When it comes to hockey, I’ve been playing goalie since 2012. While throughout my career I may have had a subpar save percentage and an unreasonably high goals against average, the nuances of goaltending never escaped me. One of the nuances most important when it comes to goaltending is rebound control which is incredibly important (of course stopping the puck comes first). So now that I am old enough to tie my own skates and understand statistical models (no comment on which came first). I decided to see which goalies had the best rebound control through a regression approach; however, as I was working on the project a realization came to me: unlike my first passion, pokemon, a goalie can’t “catch ’em all” and sometimes they leave a juicy rebound that the defensemen fails to clear away and a forward then gets to hammer in a shot.
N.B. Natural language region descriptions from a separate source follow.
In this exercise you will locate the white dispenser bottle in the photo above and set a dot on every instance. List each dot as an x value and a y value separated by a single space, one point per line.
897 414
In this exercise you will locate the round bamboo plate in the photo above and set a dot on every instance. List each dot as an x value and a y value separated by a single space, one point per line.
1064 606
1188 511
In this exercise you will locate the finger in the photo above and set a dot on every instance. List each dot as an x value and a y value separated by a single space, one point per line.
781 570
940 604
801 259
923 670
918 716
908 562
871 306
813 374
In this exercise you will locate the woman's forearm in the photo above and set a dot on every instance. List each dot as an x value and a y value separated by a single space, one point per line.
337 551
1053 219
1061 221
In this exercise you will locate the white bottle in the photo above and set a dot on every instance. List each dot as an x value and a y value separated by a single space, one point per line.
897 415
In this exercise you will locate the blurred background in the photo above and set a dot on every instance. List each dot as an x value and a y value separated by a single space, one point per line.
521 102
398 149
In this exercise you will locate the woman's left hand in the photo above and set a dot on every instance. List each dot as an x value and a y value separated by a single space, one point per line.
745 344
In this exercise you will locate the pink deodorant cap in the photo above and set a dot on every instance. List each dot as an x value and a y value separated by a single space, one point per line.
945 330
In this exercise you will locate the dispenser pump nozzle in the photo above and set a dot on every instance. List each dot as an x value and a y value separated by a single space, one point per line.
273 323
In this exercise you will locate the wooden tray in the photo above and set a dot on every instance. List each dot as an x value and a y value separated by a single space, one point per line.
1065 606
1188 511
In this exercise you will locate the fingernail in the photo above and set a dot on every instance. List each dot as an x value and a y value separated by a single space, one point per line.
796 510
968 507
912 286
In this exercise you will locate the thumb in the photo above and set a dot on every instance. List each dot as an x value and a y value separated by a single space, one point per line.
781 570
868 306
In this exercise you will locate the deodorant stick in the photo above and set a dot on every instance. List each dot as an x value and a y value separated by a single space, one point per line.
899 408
Because of this I decided to include the players on the ice and also try to isolate their impact on rebound shot creation.
Using data from the moneypuck shot files and play by play from hockey_scraper for the 18-19 season I estimated the probability that a shot would generate a rebound after it. I model the probability using a logistic regression with the following features as inputs to the model:
- Shot Distance
- Shot Angle
- An indicator for if the shot came of a rush
- An indicator for if the shot itself was a rebound
- An indicator for if the shooter was on their off wing when shooting
- An indicator for if the shooting team was trailing
- An indicator for if the shooting team was leading
- An indicator for the goalie
- Indicator’s for every defensive player on the ice
- Indicator’s for every non-shooting offensive player on the ice
To evaluate a player’s rebound control I look at the coefficients to understand the player’s impact on the chance a rebound shot occurs after said shot.
To control for sample size I impose L2 regularization. This means that the model pushes a player’s coefficient towards 0 and only allow a player’s coefficient to grow if they have a larger sample size.
Because the coefficients from a logistic regression don’t convert directly to an impact on probability like they do with a normal linear regression, and the logistic regression curve is non-linear you can’t say that given player X’s coefficient they lower the chance of a rebound by Y percent; but, you can compare one player’s coefficient to another’s and the coefficients gain value relationally (how they compare to other goalie coefficients) where more negative numbers lead to a lower probability and vice-versa. Additionally, when it comes to logistic regression positive values always mean the player is making the vent more likely and negative values make the event less likely.
IMPORTANT TO REMEMBER: Because I only use one year for the data most of these numbers are subject to high variance and shouldn’t be taken as the absolute. The main purpose of this post is to demonstrate how a regression approach could approximate a players impact on team rebounding.
Below are all the values for goalies. Negative values are good and positive values are bad it is a little counter-intuitive.
Below are all the values for forwards. Because forwards can be on the ice defensively and offensively, when it comes to a shot each player has a defensive impact and an offensive impact. For offence, a positive impact is good because we want to generate rebounds, and for defence a negative impact is good because we want to suppress rebounds. For the purposes of easily understanding the graph I multiplied the defensive impact by -1 so that the impacts can be read as helping or hurting your team compared to the average player.
Below are all the values for defensemen. Just like forwards defensemen have two different impact values for defence and offence and the defensive value has been multiplied by -1.
Using a regularized logistic regression that has shot information and what players where on the ice I train a model to predict the probability of a shot generating a rebound shot after it. I then look at each player’s/goalie’s coefficient to determine their impact on rebound shot generation both offensively and defensively; however, goalie’s only have one impact value since they don’t play offence.
If you haven’t already I encourage you to look at Micah Blake McCurdy’s shooter and goalie talent model as I based much of my methodology off of his post.